Jibriel heeft hem twee kommen aangeboden met in de ene drank en in de andere melk waarbij de profeet, Allah's zegen en vrede zij met hem, voor de kom met melk koos. Jibriel zei: ,,U maakte een keus die is aangeboren. U bent naar het rechte pad geleid en heeft uw volk daar naar toe geleid. Als u voor de kom met drank had gekozen dan had u uw volk naar het verkeerde pad geleid." De profeet, Allah's zegen en vrede zij met hem, steeg daarna vanuit de aqsa-moskee naar de wereldlijke hemel. Jibriel vroeg om toestemming voor hem waarna hij door mocht. Daar heeft de profeet, Allah's zegen en vrede zij met hem, Adam, vader van de mensheid, ontmoet en heeft hem begroet. Adam groette hem terug, verwelkomde hem en erkende zijn gezantschap. Aan de rechterkant van Adam bevond zich een mistige wolk. Elke keer als hij ernaar keek begon hij te lachen, het waren de zielen van degenen die de voorspoed reeds hadden bereikt maar als hij naar zijn linkerkant keek huilde hij want daar bevonden zich de zielen van degenen die alleen tegenspoed vonden. Daarna steeg de profeet, Allah's zegen en vrede zij met hem, naar de tweede hemel waar Jibriel weer toestemming voor hem vroeg en die opnieuw kreeg. Daar ontmoette hij Yahiah, de zoon van Zakariah en Iesa, de zoon van Maryam, vrede zij met hen. Hij begroette hen waarna zij hem hebben geantwoord, verwelkomd en zijn gezantschap erkend. Daarna steeg de profeet, Allah's zegen en vrede zij met hem, naar de derde hemel. Daar ontmoette hij Yoesoef, vrede zij met hem. Hij was een beeldschone jongeman. De profeet en hij begroetten elkaar waarna hij de profeet verwelkomde en zijn gezantschap erkende. Vervolgens steeg de profeet, Allah's zegen en vrede zij met hem, naar de vierde hemel waar hij Idries ontmoette, vrede zij met hem. De profeet begroette ook hem waarna deze teruggroette, de profeet verwelkomde en zijn gezantschap erkende. In de vijfde hemel ontmoette hij Haroen Ibn Imraan, vrede zij met hem, en in de zesde hemel ontmoette hij Moesa Ibn Imraan, vrede zij met hem.

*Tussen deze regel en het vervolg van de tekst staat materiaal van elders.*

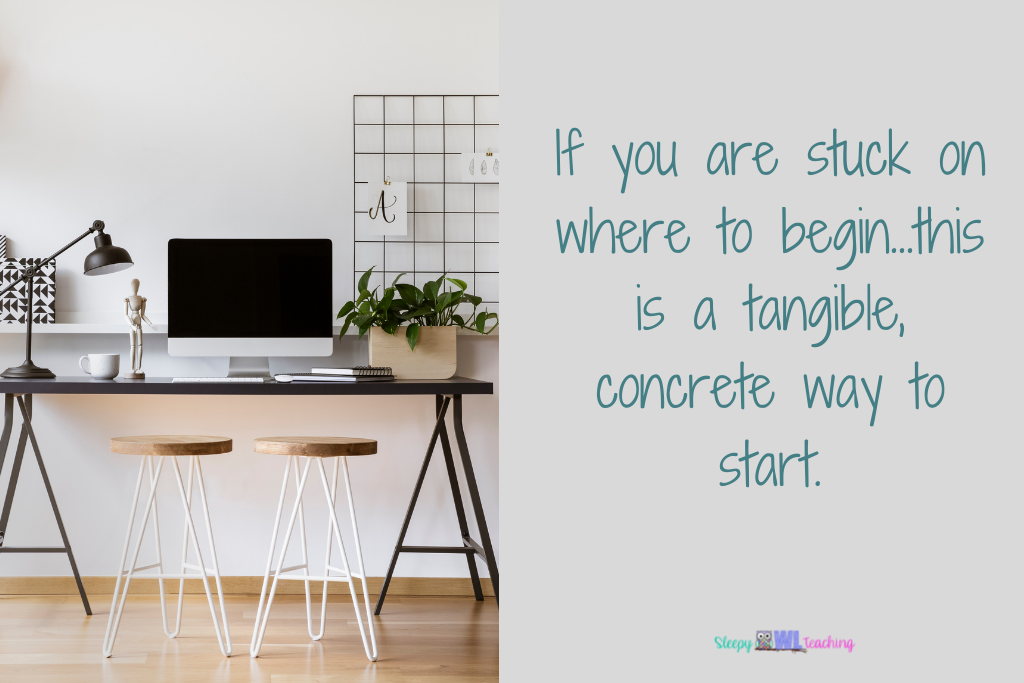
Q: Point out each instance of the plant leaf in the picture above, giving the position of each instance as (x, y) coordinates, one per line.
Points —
(461, 284)
(348, 322)
(410, 294)
(365, 280)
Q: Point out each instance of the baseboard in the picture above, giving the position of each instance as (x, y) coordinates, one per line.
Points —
(413, 586)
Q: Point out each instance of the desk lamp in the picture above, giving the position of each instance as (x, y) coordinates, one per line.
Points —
(103, 259)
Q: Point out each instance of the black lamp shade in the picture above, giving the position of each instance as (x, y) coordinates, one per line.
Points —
(107, 258)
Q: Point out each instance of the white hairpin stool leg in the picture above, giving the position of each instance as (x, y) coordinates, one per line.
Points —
(260, 629)
(117, 608)
(160, 555)
(213, 548)
(199, 557)
(330, 547)
(184, 556)
(371, 651)
(305, 555)
(269, 560)
(358, 557)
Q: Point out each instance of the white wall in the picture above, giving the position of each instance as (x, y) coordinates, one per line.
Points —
(230, 120)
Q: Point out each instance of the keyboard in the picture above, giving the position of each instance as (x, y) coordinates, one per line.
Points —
(231, 380)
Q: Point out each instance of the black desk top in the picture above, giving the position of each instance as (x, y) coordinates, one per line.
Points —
(164, 385)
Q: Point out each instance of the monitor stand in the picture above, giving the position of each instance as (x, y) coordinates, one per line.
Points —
(241, 366)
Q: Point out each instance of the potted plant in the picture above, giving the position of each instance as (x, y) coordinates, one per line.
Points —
(412, 331)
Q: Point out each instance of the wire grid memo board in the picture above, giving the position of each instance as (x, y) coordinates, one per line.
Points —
(453, 225)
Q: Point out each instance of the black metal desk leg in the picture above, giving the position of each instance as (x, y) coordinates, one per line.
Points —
(412, 504)
(474, 495)
(8, 425)
(15, 471)
(459, 509)
(28, 433)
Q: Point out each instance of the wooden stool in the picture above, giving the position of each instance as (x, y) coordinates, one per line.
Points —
(158, 447)
(315, 447)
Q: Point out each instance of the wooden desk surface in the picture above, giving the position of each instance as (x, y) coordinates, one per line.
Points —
(164, 385)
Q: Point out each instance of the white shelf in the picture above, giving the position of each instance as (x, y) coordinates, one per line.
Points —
(121, 328)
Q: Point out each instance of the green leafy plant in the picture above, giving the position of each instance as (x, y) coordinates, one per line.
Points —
(406, 304)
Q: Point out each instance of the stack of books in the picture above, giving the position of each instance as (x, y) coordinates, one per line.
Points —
(357, 374)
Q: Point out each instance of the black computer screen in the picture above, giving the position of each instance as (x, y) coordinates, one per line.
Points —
(249, 288)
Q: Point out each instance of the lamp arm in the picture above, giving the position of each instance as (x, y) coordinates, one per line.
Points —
(30, 272)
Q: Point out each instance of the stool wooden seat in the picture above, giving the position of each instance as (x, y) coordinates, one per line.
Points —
(164, 444)
(315, 446)
(314, 450)
(156, 449)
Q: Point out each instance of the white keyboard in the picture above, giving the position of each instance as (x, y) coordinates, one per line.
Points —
(231, 380)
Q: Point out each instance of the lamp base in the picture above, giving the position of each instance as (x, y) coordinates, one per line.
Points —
(28, 371)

Toen de profeet, Allah's zegen en vrede zij met hem, Moesa passeerde heeft hij gehuild. Er werd aan hem gevraagd: ,,Waarom huil je?" Hij antwoordde: ,,Ik huil om een jongeman die later dan mij is gezonden, waardoor meermensen van zijn volk het paradijs binnenkomen dan er van mijn volk binnen komen". Hierna steeg de profeet, Allah's zegen en vrede zij met hem, naar de zevende hemel waar hij Ibrahim, vrede zij met hem, ontmoette en hem begroette. Ibrahiem, vrede zij met hem, leunde met zijn rug tegen de "albayt alma'moer", een huis dat dagelijks door zeventig duizend engelen wordt bezocht die daarvan nooit meer terugkeren. Na zijn bezoek aan de hemelen is de profeet, Allah's zegen en vrede zij met hem, gestegen naar "sidratil-muntaha" d.w.z. "de lotusboom van de eindbestemming"; een boom waarvan de bladeren op de oren van olifanten lijken en de vruchten op kannen. Deze boom werd plotseling bedekt met een gouden laag. Allah, de Verhevene, verhulde de boom zodat geen mens meer de schoonheid ervan zou kunnen beschrijven.
Hierna is de profeet, Allah's zegen en vrede zij met hem, gestegen naar Allah, de Verhevene en kwam dichtbij Hem. Op een gegeven moment stond hij op twee booglengten afstand of nog dichterbij. Allah gaf zijn dienaar de volgende openbaring; hierin werd de profeet, Allah's zegen en vrede zij met hem, en zijn volk het gebod opgelegd om vijftig gebeden per dag en nacht uit te voeren.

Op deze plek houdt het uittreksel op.